Quinn Lightfoot, former VP of Recruitment Information and current PACE Chair for Alpha Chi Omega spoke on the topic. She helps run all of the organization’s tabling events – including healthy relationships week.
The sorority will be tabling on Feb. 5, to promote the week and bring awareness around campus. Info will be provided regarding how to identify a healthy relationship from an unhealthy one, domestic and dating violence statistics and trivia and treats for everyone who attends.
“Every year Alpha Chi Headquarters will announce a topic to focus on for the year,” Lightfoot said. “This year the focus is on healthy communication, so we want to spread awareness on what is healthy versus unhealthy communication in relationships.”
Lightfoot is a woman who leads by example and is in a healthy relationship herself.
“I personally am in a healthy relationship with my boyfriend and to be completely honest what makes us work so well and keeps it so healthy is that we both are always super honest with each other and trust each other,” Lightfoot said.
“It’s okay to have a couple things that you enjoy, that the other person doesn’t,” Alpha Chi’s Vice President of Philanthropy Kat Spencer said. “Spending every second with a person can become a little unhealthy.

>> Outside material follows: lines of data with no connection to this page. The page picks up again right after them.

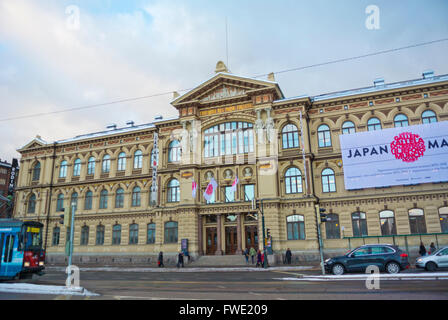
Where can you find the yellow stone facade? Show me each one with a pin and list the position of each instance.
(222, 99)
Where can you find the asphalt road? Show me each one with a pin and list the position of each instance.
(234, 286)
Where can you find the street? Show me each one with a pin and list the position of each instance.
(237, 285)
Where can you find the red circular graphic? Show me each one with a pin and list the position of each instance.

Should you be with someone/friends with someone that you can see yourself spending everyday with? Yeah, of course. It’s a good goal. But if you can’t have that alone time, that’s a sign of dependency.”
The members of Alpha Chi Omega promote healthy relationships on campus to help in keeping people safe from possible violence and abuse. As humans, we are bound to form relationships, and these are vital to our mental and emotional wellbeing, but also our survival.
Northwestern Medicine regards that healthy relationships can be crucial to one’s health. Some benefits they provide include lessened stress, better healing ability, overall healthier behaviors, a greater sense of purpose among individuals and can lead to a longer life.
“My tips would be to always be upfront and honest with whoever your relationship is with, whether it be your parents, siblings, friends or significant other,” Lightfoot said. “It doesn’t matter who your relationship is with, if you aren’t honest and upfront about what you want out of the relationship it’s never going to be healthy.”
Spencer also discussed her thoughts on what a healthy relationship is, along with providing signs that you might be in an unhealthy relationship.
“I think it’s different for every relationship,” Spencer said. “However, I feel like whether that relationship is romantic or platonic it should have emotional stability, trust in yourself [and] each other [communication] and should be healthily supportive.”
To continue to bring awareness to the importance of healthy relationships, Spencer also provided some signs that point to an unhealthy relationship. These include: if your partner shows any signs of aggression, if your partner is not willing to hear your feelings, if they make you feel inferior, if they make false accusations about you, if they are over possessive or if they are extremely jealous or insecure.
“I think that unhealthy patterns can be broken,” Spencer said. “I think that communication is the hammer that shatters the glass. I think it’s about time that people speak up. Don’t stay silent, because your voice has more power than you’ll ever know.”